Saying that marriage must be a heterosexual union in order for it to be a strong societal foundation also ignores the millions of cases of poorly-matched heterosexual marriages in the United States, the ones that result in societal ills like household violence or maladjusted children. To argue that two thoughtful, compassionate men or two wise, loving women could not raise children in a better way than a thoughtless, terrible man and his irresponsible wife, simply because of sexual preferences, is a blind and ignorant way to analyze human relationships.

"Have people heard enough of the Christian voice?"

It is unique, on a national level, to hear a Christian reverend’s voice speak frankly about the perception of mainstream non-churchgoing Americans toward purveyors of the Christian experience.

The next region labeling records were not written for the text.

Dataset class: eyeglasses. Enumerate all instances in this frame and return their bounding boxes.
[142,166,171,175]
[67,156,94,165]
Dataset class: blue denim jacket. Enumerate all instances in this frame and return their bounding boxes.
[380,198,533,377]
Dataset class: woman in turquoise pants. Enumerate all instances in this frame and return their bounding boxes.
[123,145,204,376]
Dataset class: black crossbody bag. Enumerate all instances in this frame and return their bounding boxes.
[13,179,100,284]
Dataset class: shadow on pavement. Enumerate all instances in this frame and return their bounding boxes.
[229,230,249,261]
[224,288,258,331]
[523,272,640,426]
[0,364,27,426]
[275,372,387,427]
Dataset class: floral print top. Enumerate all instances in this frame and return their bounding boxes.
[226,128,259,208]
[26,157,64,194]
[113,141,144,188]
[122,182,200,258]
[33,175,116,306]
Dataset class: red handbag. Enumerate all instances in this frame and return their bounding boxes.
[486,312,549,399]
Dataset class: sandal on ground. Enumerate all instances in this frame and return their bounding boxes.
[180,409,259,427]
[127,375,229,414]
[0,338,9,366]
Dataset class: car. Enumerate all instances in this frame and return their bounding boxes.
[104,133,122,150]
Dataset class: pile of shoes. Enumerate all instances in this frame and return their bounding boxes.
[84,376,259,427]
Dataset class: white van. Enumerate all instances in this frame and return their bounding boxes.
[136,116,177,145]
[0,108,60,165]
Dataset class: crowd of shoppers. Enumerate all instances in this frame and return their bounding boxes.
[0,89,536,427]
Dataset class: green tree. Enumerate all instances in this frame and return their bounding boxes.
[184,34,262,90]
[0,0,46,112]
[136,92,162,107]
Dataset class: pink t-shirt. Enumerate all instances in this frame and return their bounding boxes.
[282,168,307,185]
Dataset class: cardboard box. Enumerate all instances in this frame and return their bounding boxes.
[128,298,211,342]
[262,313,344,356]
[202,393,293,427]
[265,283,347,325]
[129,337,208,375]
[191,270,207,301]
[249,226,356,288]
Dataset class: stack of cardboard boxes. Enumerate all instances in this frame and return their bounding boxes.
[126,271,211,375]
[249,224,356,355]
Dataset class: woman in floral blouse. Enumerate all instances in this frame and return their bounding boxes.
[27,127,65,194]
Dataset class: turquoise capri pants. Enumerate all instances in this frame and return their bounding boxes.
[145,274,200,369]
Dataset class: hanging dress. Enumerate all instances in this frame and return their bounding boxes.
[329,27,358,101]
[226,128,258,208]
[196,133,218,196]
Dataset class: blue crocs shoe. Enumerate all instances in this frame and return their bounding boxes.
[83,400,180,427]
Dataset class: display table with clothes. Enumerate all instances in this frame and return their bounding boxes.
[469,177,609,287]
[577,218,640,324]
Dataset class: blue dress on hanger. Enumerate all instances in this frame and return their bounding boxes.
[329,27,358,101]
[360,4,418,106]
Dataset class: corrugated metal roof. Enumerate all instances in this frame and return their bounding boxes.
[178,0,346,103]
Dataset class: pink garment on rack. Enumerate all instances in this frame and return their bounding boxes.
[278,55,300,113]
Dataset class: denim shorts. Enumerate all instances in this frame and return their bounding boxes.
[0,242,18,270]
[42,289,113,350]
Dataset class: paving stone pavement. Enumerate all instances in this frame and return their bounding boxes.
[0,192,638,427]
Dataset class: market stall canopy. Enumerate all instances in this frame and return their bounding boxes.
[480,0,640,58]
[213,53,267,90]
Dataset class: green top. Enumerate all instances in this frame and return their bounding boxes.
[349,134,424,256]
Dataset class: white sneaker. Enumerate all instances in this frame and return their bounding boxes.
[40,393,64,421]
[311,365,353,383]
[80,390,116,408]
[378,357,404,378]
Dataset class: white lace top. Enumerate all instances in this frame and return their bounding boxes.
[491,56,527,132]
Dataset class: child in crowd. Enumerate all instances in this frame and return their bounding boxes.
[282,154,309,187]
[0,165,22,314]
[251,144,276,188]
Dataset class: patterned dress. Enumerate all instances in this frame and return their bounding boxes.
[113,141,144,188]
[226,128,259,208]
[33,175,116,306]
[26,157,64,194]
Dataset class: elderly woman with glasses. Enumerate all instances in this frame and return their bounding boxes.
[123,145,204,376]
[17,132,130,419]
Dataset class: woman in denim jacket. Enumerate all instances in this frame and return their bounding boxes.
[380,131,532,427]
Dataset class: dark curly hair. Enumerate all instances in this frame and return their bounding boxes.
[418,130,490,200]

I am sure that the attitude you have in being honest with the merits of proselytizing in any sense are informed by your living in Portland, OR, as the community there seems to be more inclined to be self-aware than in many other parts of the country. Does this overwhelming feeling exhibited by the general public influence your opinions on how public or private the religious feeling and experience should be? To put it another way, do you see greater merit in religion being a personal endeavor more than it is a group- or community-driven system, given your circumstances of being in a more intellectually, individually independent community? Is it possible for Christianity to be a completely personally-examined religion, or must scripture be followed – I do not know mine so I will not try to cite it – in regards to the importance of the church?

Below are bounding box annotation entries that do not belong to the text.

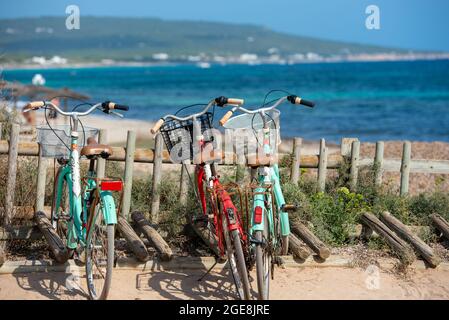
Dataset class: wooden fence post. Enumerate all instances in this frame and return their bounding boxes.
[96,129,107,178]
[34,146,48,212]
[400,141,412,196]
[151,133,162,224]
[374,141,384,187]
[290,138,302,184]
[349,140,360,191]
[179,159,190,204]
[318,139,327,192]
[121,130,136,220]
[3,123,20,226]
[340,138,359,158]
[235,149,246,183]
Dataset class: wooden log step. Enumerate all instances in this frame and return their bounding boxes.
[131,211,173,261]
[117,216,150,262]
[288,233,311,260]
[360,212,416,264]
[430,214,449,240]
[190,223,222,259]
[381,211,441,268]
[0,225,42,240]
[290,220,331,259]
[34,211,69,263]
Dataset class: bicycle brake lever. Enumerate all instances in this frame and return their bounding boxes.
[109,111,123,118]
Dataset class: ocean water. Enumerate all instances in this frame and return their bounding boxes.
[3,61,449,142]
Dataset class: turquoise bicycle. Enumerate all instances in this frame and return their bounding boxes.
[220,95,315,300]
[23,101,128,300]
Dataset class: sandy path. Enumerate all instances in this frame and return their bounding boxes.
[0,268,449,300]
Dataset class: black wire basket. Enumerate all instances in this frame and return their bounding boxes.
[160,112,213,162]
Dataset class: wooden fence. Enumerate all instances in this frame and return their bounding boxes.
[0,124,449,225]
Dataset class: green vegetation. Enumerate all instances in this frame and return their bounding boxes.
[0,16,403,62]
[0,132,449,249]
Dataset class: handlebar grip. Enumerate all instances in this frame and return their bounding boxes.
[287,95,315,108]
[227,98,245,106]
[23,101,45,112]
[214,96,244,107]
[219,110,234,126]
[299,98,315,108]
[102,101,129,111]
[151,118,165,134]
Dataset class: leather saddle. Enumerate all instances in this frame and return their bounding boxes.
[80,137,112,159]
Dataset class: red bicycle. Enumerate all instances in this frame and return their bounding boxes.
[151,96,251,300]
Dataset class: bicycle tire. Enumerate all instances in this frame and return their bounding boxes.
[281,236,289,256]
[85,203,115,300]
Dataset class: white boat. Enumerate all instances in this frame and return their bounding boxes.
[196,62,210,69]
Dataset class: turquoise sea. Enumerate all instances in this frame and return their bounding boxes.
[3,60,449,142]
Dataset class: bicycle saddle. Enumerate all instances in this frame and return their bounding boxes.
[80,137,112,159]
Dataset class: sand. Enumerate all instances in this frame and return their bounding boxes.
[0,267,449,300]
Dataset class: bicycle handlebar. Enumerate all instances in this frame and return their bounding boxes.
[150,96,245,134]
[219,95,315,126]
[22,101,129,117]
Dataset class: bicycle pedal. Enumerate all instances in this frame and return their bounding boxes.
[75,247,86,265]
[272,256,284,268]
[192,215,209,228]
[249,238,267,248]
[281,204,298,212]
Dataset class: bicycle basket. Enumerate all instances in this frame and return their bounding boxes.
[36,124,98,158]
[160,112,212,161]
[223,109,281,145]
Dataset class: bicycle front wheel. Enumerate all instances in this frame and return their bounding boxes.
[254,215,271,300]
[86,203,114,300]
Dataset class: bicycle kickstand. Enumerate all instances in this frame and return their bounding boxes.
[197,258,218,282]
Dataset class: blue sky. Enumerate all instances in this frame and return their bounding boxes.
[0,0,449,51]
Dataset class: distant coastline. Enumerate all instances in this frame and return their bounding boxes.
[1,52,449,70]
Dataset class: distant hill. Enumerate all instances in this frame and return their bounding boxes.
[0,16,402,61]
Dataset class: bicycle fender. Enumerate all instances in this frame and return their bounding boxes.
[100,191,117,224]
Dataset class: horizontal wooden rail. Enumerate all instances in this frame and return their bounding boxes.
[359,158,449,174]
[0,140,343,169]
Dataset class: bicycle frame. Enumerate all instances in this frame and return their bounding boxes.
[52,121,117,249]
[250,129,290,247]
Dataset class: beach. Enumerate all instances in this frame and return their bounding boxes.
[0,260,449,300]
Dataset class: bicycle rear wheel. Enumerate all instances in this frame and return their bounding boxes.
[86,202,114,300]
[254,214,271,300]
[223,217,251,300]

What place does proselytizing have in the worldwide spiritual community, at this point in human history? I would argue that this effort, whether Christian or not, is indicative of a political undertaking much more than it could be argued to be spiritually driven; the core of religiosity is one’s own experience of the divine/transcendent-human relationship, and the idea that this is created best by recruitment to a group-enacted religious worldview is questionable. Is it not more meaningful for a person to have a religious experience, some communication with what can be said to be God, on the means of their own accord, rather than seeing a person become the “marginal spirituality added” to a long-existing institution? Or is this simply a case of an individual mind reacting to a group-driven religious world?